A cloning standard for mammalian BioBrick constructs has not yet been established as there are virtually no mammalian parts in the Registry up to now. We therefore analyzed all standards postulated so far and propose the BioBrick BB_2 proposal (Tom Knight) for future work with mammalian parts.

The standardized characterization of eukaryotic parts and devices is very challenging. We have developed standardized procedures for comparable measurements of promoter strength by transient transfection in mammalian cell lines. However, since mammalian cells, unlike bacteria and yeast, do not propagate plasmids, they will need to be stably transfected for an optimized characterization. To meet this requirement we created a preliminary cell line which includes FRT sites in its genome enabling stable transfections at defined sites.

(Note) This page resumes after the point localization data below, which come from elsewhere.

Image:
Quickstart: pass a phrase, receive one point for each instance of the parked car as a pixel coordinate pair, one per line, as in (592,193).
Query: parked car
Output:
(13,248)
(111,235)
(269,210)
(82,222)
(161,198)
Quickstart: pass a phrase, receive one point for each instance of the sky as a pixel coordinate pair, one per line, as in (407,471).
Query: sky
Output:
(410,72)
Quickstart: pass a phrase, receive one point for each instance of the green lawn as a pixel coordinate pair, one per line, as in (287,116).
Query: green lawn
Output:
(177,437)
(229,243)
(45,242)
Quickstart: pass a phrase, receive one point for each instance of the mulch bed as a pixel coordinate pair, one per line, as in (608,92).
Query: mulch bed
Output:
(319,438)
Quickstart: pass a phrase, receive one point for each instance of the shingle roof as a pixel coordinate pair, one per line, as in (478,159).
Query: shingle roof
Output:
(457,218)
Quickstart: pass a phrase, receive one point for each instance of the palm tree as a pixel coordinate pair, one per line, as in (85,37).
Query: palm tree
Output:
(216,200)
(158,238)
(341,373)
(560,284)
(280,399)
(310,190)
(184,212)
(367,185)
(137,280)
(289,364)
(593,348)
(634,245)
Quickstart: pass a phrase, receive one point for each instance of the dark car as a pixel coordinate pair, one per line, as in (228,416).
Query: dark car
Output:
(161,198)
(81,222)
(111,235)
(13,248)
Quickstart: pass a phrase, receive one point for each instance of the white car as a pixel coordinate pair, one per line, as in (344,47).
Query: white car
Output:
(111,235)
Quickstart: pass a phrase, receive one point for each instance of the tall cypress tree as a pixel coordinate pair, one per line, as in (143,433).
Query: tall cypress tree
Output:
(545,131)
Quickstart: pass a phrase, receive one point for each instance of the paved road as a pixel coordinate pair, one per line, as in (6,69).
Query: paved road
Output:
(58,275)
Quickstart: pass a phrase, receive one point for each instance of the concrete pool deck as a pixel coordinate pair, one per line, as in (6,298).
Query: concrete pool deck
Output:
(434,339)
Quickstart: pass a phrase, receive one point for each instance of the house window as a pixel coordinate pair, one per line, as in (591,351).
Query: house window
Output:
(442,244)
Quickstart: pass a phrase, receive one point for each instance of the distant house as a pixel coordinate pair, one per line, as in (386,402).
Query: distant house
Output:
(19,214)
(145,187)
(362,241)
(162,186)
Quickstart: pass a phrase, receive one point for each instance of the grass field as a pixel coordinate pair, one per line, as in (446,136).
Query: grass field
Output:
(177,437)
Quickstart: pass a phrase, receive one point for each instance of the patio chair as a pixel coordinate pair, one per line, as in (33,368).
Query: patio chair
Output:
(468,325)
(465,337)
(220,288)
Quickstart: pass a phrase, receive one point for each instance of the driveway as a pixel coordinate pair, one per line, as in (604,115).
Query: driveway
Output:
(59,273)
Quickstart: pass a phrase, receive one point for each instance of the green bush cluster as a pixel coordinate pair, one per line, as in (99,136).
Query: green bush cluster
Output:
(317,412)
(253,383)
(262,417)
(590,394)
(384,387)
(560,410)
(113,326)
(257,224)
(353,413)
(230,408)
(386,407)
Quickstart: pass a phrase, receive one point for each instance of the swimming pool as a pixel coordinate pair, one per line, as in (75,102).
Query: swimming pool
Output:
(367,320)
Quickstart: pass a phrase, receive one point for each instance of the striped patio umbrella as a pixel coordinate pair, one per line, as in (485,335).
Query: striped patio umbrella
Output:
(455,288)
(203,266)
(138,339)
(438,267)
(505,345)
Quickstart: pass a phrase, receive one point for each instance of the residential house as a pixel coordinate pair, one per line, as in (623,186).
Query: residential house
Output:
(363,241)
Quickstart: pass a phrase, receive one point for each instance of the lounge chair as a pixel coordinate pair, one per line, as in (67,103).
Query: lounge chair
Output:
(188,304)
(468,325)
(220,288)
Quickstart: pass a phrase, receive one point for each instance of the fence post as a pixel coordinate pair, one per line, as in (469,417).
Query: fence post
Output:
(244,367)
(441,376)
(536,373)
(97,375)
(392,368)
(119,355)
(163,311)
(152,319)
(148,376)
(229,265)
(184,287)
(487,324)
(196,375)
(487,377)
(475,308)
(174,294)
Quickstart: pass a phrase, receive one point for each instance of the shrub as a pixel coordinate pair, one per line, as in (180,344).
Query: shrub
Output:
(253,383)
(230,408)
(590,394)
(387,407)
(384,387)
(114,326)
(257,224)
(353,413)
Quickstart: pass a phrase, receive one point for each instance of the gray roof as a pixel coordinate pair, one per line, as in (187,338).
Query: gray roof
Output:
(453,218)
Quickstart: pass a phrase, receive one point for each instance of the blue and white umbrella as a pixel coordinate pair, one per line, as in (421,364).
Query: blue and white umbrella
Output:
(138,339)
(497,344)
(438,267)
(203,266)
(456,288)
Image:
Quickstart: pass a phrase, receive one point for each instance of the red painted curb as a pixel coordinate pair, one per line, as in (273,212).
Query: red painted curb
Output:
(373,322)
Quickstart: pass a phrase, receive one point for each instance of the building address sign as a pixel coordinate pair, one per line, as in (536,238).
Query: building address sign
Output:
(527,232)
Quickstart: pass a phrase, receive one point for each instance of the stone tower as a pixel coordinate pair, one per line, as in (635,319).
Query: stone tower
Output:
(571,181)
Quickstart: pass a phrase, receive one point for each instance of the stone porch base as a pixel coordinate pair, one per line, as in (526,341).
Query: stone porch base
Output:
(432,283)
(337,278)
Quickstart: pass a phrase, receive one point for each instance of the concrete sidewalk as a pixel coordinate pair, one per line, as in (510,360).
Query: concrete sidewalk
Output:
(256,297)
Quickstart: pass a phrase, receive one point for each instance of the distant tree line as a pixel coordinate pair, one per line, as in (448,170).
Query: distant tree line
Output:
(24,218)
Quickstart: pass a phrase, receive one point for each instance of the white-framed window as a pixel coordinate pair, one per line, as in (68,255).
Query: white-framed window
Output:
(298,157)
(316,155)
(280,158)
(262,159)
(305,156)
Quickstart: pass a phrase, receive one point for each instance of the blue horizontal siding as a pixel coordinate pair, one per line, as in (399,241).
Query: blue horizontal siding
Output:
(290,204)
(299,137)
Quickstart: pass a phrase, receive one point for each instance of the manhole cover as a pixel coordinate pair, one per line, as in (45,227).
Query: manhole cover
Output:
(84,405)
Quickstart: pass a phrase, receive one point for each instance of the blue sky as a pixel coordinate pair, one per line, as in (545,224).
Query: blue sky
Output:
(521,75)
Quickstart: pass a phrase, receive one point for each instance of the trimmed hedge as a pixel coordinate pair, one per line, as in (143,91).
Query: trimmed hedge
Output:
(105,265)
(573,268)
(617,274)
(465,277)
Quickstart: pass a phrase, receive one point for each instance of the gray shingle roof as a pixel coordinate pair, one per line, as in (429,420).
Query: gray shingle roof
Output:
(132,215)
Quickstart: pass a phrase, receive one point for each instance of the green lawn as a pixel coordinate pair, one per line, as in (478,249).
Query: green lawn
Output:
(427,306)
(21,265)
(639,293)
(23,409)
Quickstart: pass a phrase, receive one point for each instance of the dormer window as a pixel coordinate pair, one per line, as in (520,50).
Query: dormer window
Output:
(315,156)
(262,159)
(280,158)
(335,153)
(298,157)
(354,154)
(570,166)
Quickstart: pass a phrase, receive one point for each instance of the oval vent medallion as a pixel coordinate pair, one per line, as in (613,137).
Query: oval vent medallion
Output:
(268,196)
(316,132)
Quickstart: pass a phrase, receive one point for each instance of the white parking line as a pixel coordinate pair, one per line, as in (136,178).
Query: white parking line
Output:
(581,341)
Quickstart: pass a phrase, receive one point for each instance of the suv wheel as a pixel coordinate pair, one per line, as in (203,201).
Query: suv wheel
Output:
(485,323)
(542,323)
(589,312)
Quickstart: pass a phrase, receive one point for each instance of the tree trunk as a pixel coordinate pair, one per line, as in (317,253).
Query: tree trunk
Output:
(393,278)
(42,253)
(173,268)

We have manufactured a library of promoters, since they are a basic element of every biological construction kit. Promoters are crucial for the regulation of differential gene expression which is the fundamental principle of both natural and synthetic biological systems. However, natural promoters often underlie highly complex regulation mechanisms, which complicate the construction of stable synthetic networks.

Therefore, we have developed and successfully applied a synthesis method for synthetic promoters, and a strategy for their rational design. Our promoters can only be induced by predefined transcription factors. We claim that any synthetic promoter can be constructed by our methods.

Rational design of promoters relies on in silico tools: based on an elaborate evaluation of over 4000 promoter sequences throughout the human genome, we can predict functional sequences for promoters containing only transcription factor binding sites of interest. The necessary information is stored in HEARTBEAT (Heidelberg Artificial Transcription Factor Binding Site Engineering and Assembly Tool). HEARTBEAT is equipped with a GUI enabling the users to design synthetic promoters suitable for their own purposes. Furthermore, relying on a computer model based upon fuzzy logic, the outcome of the designed promoter can be simulated. In a reverse process considering the output, the model helps in optimizing the input sequence. We show that HEARTBEAT predicted sequences work in vivo.

Synthetic promoters offer a huge potential to fundamental research. For instance, they allow the construction of an assay monitoring several user-defined pathways at the same time. Also, controllable gene expression is very interesting for medical applications where it might enable selective targeting of cancer cells in virotherapy.